Odnosimy się do bieżącej sytuacji, ale w sposób bardziej refleksyjny i nastrojowy. Ta wojna nie toczy się wyłącznie o ziemie pod Donbasem. To też jest walka o kulturę narodu ukraińskiego – mówi PAP Sławomir Gowin, członek polsko-ukraińskiego kabaretu „Czwarta rano”, który, mimo trwającej wojny, występuje we Lwowie.
Działający od ośmiu lat kabaret artystyczny "Czwarta rano" to polsko-ukraiński zespół występujący po polsku we Lwowie. "Jest to kabaret literacki oparty na tekście – nie stosujemy skeczów, gagów, raczej stawiamy na piosenkę, monolog, wiersz. Oczywiście to kabaret, co rozśmiesza, ale też wzrusza. Staramy się łączyć wątki polskiej kultury z ukraińską" – wyjaśnił członek grupy Sławomir Gowin.

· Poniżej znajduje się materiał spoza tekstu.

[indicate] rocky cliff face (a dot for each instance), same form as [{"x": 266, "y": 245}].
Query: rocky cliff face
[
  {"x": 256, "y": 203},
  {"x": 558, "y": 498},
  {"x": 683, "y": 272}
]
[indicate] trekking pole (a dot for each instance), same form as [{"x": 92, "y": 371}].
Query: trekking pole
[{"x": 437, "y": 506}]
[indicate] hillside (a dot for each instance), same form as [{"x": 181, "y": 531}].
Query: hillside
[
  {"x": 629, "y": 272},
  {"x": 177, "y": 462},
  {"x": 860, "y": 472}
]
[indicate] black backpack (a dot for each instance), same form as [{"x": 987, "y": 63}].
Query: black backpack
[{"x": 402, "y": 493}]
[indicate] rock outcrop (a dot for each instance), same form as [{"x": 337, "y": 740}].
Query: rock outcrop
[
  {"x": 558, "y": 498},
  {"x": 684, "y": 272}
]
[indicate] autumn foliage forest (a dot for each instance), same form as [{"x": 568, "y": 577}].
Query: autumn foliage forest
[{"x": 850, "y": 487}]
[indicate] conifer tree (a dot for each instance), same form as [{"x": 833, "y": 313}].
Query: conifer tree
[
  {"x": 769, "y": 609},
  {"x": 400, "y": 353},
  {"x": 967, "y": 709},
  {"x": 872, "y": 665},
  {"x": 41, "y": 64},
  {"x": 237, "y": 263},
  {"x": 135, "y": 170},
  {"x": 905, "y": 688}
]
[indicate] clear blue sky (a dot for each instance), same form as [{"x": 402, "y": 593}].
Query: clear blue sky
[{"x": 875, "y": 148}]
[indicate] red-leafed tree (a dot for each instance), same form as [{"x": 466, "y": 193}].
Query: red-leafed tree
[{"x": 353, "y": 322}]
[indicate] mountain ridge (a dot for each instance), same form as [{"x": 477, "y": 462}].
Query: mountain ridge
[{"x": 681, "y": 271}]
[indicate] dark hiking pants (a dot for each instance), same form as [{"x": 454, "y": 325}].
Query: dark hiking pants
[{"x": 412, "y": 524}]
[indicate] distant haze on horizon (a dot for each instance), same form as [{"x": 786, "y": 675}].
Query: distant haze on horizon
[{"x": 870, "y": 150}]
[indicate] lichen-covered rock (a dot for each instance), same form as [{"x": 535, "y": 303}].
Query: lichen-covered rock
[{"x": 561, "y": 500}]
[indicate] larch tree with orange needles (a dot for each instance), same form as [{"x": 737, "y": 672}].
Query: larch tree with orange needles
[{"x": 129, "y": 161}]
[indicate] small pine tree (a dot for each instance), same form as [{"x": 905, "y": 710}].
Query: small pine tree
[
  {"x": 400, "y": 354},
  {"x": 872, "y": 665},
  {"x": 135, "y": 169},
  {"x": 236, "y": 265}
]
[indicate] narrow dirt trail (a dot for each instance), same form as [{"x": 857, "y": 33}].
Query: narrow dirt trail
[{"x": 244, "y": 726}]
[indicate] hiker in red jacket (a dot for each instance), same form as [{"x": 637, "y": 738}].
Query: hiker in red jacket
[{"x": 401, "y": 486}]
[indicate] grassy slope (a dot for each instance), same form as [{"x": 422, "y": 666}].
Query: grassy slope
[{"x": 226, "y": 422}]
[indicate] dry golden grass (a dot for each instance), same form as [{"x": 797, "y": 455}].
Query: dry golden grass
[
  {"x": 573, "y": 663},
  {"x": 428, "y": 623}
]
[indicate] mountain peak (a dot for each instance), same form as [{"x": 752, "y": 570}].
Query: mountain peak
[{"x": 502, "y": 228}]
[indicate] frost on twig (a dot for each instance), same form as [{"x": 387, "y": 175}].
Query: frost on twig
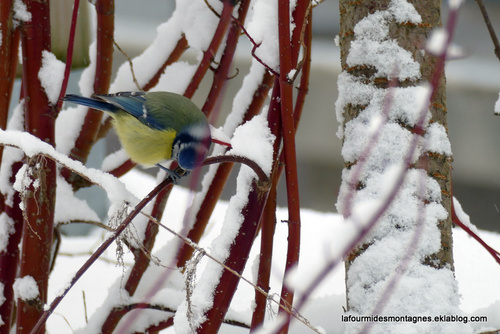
[{"x": 395, "y": 139}]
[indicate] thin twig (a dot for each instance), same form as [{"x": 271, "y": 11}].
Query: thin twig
[
  {"x": 263, "y": 178},
  {"x": 201, "y": 250},
  {"x": 45, "y": 315},
  {"x": 130, "y": 64},
  {"x": 493, "y": 35}
]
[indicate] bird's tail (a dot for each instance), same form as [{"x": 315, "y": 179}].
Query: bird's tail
[{"x": 91, "y": 102}]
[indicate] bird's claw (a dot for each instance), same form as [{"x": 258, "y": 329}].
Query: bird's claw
[{"x": 174, "y": 174}]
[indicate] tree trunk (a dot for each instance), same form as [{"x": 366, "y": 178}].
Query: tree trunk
[{"x": 402, "y": 213}]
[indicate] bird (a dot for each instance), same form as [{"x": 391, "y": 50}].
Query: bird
[{"x": 155, "y": 126}]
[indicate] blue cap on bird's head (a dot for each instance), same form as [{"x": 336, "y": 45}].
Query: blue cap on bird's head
[{"x": 191, "y": 145}]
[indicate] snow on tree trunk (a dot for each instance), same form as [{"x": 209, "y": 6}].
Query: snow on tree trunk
[{"x": 397, "y": 167}]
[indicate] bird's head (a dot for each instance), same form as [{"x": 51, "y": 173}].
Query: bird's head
[{"x": 191, "y": 145}]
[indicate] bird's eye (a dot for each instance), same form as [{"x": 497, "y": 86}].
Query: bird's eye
[{"x": 191, "y": 156}]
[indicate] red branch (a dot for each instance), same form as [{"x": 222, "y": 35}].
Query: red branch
[
  {"x": 288, "y": 129},
  {"x": 458, "y": 222},
  {"x": 39, "y": 205},
  {"x": 69, "y": 53},
  {"x": 100, "y": 250},
  {"x": 209, "y": 54}
]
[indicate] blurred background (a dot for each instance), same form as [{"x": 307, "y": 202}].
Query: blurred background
[{"x": 473, "y": 87}]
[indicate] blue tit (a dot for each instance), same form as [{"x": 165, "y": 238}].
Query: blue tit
[{"x": 155, "y": 126}]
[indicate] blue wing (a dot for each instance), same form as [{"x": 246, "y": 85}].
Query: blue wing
[{"x": 134, "y": 103}]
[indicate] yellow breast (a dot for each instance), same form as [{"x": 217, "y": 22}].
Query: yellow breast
[{"x": 144, "y": 145}]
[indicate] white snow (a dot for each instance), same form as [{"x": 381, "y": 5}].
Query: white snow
[
  {"x": 254, "y": 141},
  {"x": 51, "y": 75},
  {"x": 114, "y": 160},
  {"x": 263, "y": 29},
  {"x": 436, "y": 44},
  {"x": 497, "y": 105},
  {"x": 322, "y": 232},
  {"x": 372, "y": 45},
  {"x": 26, "y": 288},
  {"x": 21, "y": 13},
  {"x": 385, "y": 278},
  {"x": 70, "y": 208},
  {"x": 6, "y": 229},
  {"x": 32, "y": 146}
]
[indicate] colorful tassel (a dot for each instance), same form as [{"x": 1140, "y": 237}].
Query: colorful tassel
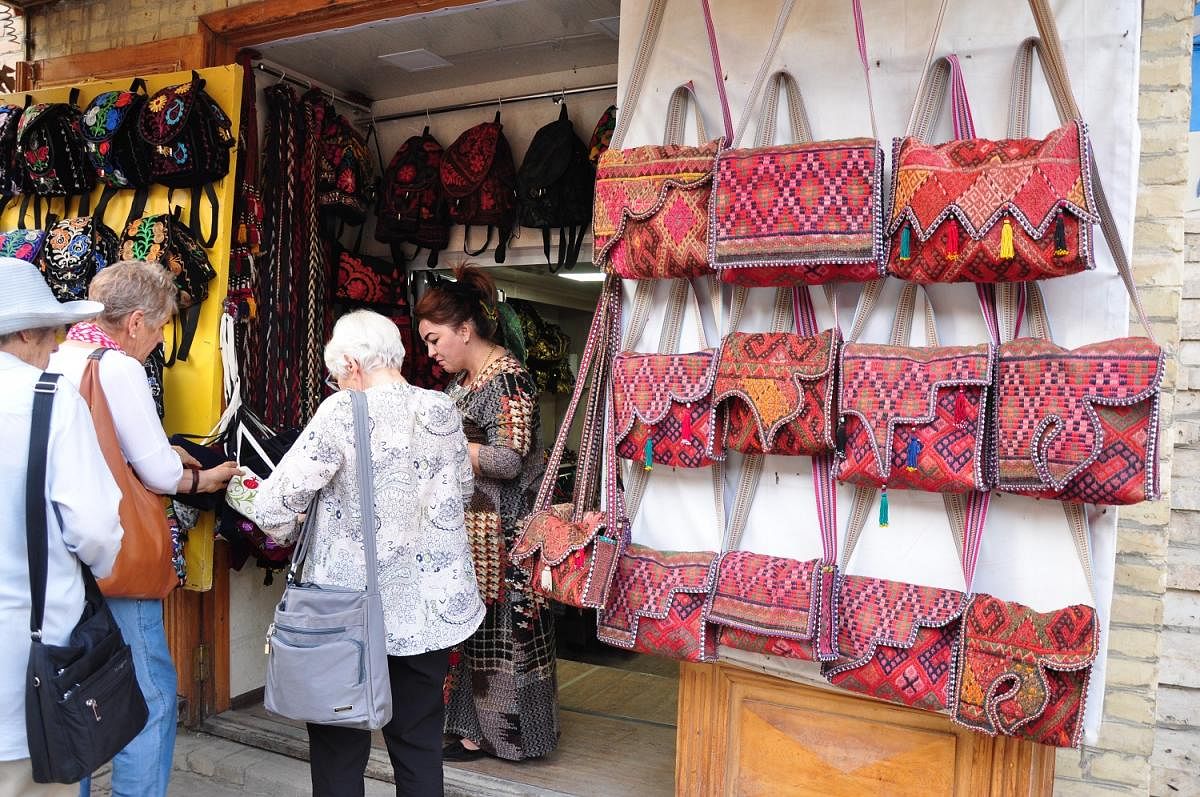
[
  {"x": 910, "y": 461},
  {"x": 961, "y": 408},
  {"x": 1006, "y": 241}
]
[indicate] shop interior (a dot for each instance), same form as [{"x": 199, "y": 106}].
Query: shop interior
[{"x": 447, "y": 71}]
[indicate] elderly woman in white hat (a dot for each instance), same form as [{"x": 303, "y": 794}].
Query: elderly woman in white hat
[{"x": 82, "y": 501}]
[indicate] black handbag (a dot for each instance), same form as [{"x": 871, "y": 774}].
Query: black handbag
[{"x": 83, "y": 703}]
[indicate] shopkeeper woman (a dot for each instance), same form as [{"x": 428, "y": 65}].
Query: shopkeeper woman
[{"x": 504, "y": 691}]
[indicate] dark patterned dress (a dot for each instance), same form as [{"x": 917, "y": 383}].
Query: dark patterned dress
[{"x": 504, "y": 691}]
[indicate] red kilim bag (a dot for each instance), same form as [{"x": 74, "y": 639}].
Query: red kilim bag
[
  {"x": 982, "y": 210},
  {"x": 802, "y": 213},
  {"x": 649, "y": 219},
  {"x": 913, "y": 418},
  {"x": 567, "y": 549}
]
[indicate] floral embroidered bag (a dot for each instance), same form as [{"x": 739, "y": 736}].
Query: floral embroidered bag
[
  {"x": 651, "y": 209},
  {"x": 52, "y": 148},
  {"x": 568, "y": 549},
  {"x": 983, "y": 210},
  {"x": 774, "y": 391},
  {"x": 801, "y": 213},
  {"x": 913, "y": 418}
]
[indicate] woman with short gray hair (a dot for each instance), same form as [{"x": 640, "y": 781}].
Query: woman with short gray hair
[
  {"x": 423, "y": 479},
  {"x": 139, "y": 300}
]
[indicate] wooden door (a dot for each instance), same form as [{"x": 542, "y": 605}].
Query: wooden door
[{"x": 747, "y": 733}]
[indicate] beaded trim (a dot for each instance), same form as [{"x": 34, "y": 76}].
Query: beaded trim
[
  {"x": 1152, "y": 394},
  {"x": 877, "y": 255},
  {"x": 899, "y": 217},
  {"x": 885, "y": 463}
]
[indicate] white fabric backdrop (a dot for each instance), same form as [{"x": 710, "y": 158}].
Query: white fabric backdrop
[{"x": 1027, "y": 553}]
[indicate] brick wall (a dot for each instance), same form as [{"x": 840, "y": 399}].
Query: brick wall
[{"x": 1150, "y": 742}]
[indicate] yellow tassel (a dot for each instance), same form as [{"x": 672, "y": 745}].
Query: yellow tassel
[{"x": 1006, "y": 241}]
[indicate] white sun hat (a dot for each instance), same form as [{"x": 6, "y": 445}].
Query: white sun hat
[{"x": 27, "y": 301}]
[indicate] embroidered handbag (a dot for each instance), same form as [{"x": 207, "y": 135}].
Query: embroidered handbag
[
  {"x": 913, "y": 418},
  {"x": 982, "y": 210},
  {"x": 479, "y": 180},
  {"x": 657, "y": 604},
  {"x": 1021, "y": 672},
  {"x": 802, "y": 213},
  {"x": 663, "y": 403},
  {"x": 568, "y": 549},
  {"x": 651, "y": 210},
  {"x": 774, "y": 390}
]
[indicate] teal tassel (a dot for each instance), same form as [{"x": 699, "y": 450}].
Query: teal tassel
[{"x": 910, "y": 462}]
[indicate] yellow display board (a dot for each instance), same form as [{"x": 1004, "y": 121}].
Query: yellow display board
[{"x": 192, "y": 389}]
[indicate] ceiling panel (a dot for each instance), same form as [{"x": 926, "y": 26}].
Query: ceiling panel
[{"x": 485, "y": 42}]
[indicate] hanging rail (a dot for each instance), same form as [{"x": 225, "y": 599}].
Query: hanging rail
[
  {"x": 498, "y": 102},
  {"x": 307, "y": 84}
]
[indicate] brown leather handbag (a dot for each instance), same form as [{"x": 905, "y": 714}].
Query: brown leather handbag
[{"x": 144, "y": 567}]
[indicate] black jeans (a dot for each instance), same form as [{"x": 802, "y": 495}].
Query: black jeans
[{"x": 337, "y": 756}]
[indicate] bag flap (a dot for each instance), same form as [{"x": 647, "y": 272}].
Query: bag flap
[
  {"x": 648, "y": 580},
  {"x": 646, "y": 384},
  {"x": 466, "y": 162},
  {"x": 877, "y": 611},
  {"x": 633, "y": 184},
  {"x": 107, "y": 113},
  {"x": 979, "y": 181},
  {"x": 553, "y": 533},
  {"x": 1059, "y": 432},
  {"x": 885, "y": 385},
  {"x": 165, "y": 114},
  {"x": 767, "y": 371},
  {"x": 767, "y": 594}
]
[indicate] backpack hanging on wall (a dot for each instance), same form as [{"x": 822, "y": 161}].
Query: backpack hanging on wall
[
  {"x": 555, "y": 189},
  {"x": 479, "y": 179},
  {"x": 52, "y": 147},
  {"x": 165, "y": 239},
  {"x": 412, "y": 204},
  {"x": 190, "y": 137}
]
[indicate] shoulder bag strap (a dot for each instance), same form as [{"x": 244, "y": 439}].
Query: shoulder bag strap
[{"x": 35, "y": 501}]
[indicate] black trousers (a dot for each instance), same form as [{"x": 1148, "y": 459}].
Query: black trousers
[{"x": 337, "y": 756}]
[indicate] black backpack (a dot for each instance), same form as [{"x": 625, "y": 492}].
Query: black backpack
[
  {"x": 412, "y": 207},
  {"x": 52, "y": 147},
  {"x": 555, "y": 189}
]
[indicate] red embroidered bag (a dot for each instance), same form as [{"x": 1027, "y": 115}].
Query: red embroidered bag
[
  {"x": 913, "y": 418},
  {"x": 567, "y": 549},
  {"x": 982, "y": 210},
  {"x": 802, "y": 213},
  {"x": 774, "y": 390}
]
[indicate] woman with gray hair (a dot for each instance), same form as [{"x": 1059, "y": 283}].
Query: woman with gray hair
[
  {"x": 139, "y": 299},
  {"x": 423, "y": 479}
]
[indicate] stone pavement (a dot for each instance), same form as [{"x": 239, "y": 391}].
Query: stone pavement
[{"x": 208, "y": 766}]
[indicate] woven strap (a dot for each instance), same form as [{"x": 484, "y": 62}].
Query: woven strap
[
  {"x": 765, "y": 66},
  {"x": 636, "y": 81}
]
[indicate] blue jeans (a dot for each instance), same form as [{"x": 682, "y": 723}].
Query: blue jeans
[{"x": 143, "y": 767}]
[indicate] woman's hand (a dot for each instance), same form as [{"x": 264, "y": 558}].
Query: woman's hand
[{"x": 215, "y": 479}]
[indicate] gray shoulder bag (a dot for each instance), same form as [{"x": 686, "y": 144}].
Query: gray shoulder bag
[{"x": 328, "y": 654}]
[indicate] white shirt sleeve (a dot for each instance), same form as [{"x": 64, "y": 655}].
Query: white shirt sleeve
[
  {"x": 79, "y": 485},
  {"x": 138, "y": 429}
]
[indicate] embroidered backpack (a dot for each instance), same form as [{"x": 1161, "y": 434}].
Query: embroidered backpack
[
  {"x": 52, "y": 147},
  {"x": 555, "y": 189},
  {"x": 412, "y": 204},
  {"x": 479, "y": 180}
]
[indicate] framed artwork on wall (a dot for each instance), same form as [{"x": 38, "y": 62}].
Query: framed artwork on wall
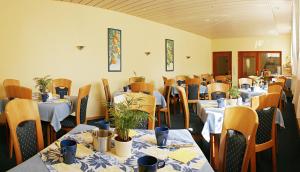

Mimo trwającej na Ukrainie wojny kabaret występuje przynajmniej raz w miesiącu we Lwowie. "Przed wojną graliśmy głównie dla turystów. Teraz w mieście nie ma przyjezdnych, a jednak sale są pełne. Przychodzą lwowianie – Polacy i Ukraińcy" – przekazał artysta.
Zapytany, po co ludziom w czasie wojny kabaret, wskazał, że Ukraińcy szukają w ten sposób odskoczni. "Mówią wprost, że nie chcą się tak do końca smucić, przychodzą się rozerwać w miarę możliwości" – wyjaśnił Gowin.
Według niego, w każdym ukraińskim mieście panuje teraz rodzaj dramatycznej atmosfery, niezależnie czy to miasto przyfrontowe czy bliżej zachodniej granicy. "Mimo wszystko ci ludzie potrzebują – mówiąc górnolotnie - żeby +wstało słońce+. I kabaret może w pewien sposób być taką namiastką. Poza tym wywodzimy się z kultury, w której satyra wojenna, zakazane piosenki odgrywały ważną rolę. W Warszawie z okupantem walczono nie tylko granatem, ale i słowem. Także, to nie jest nic nowego" – zaznaczył członek kabaretu "Czwarta rano".
Sławomir Gowin zwrócił również uwagę, że lwowianie są społeczeństwem przekornym, które – jego zdaniem - lubi posłużyć się uporem, śmiechem w sytuacjach smutnych, dramatycznych. "Stąd w ludziach silne jest to przekonanie, że jednak będziemy żyli po swojemu, na własnych warunkach" – podkreślił artysta.
"Ta wojna nie toczy się wyłącznie o ziemie pod Donbasem. Ona się toczy o duże i małe wartości - jest tak samo przeciwko czołgom, jak i przeciwko kabaretom. To też jest walka o kulturę narodu ukraińskiego. Może brzmi to absurdalnie, ale zawsze gdy Rosjanie szli do Lwowa to po to, żeby walczyć z wrogim systemem, czyli lwowską swobodą. Dzisiaj jest tak samo. Dlatego tym bardziej nie schowamy się do mysiej dziury, tylko będziemy robić swoje" – podkreślił Gowin.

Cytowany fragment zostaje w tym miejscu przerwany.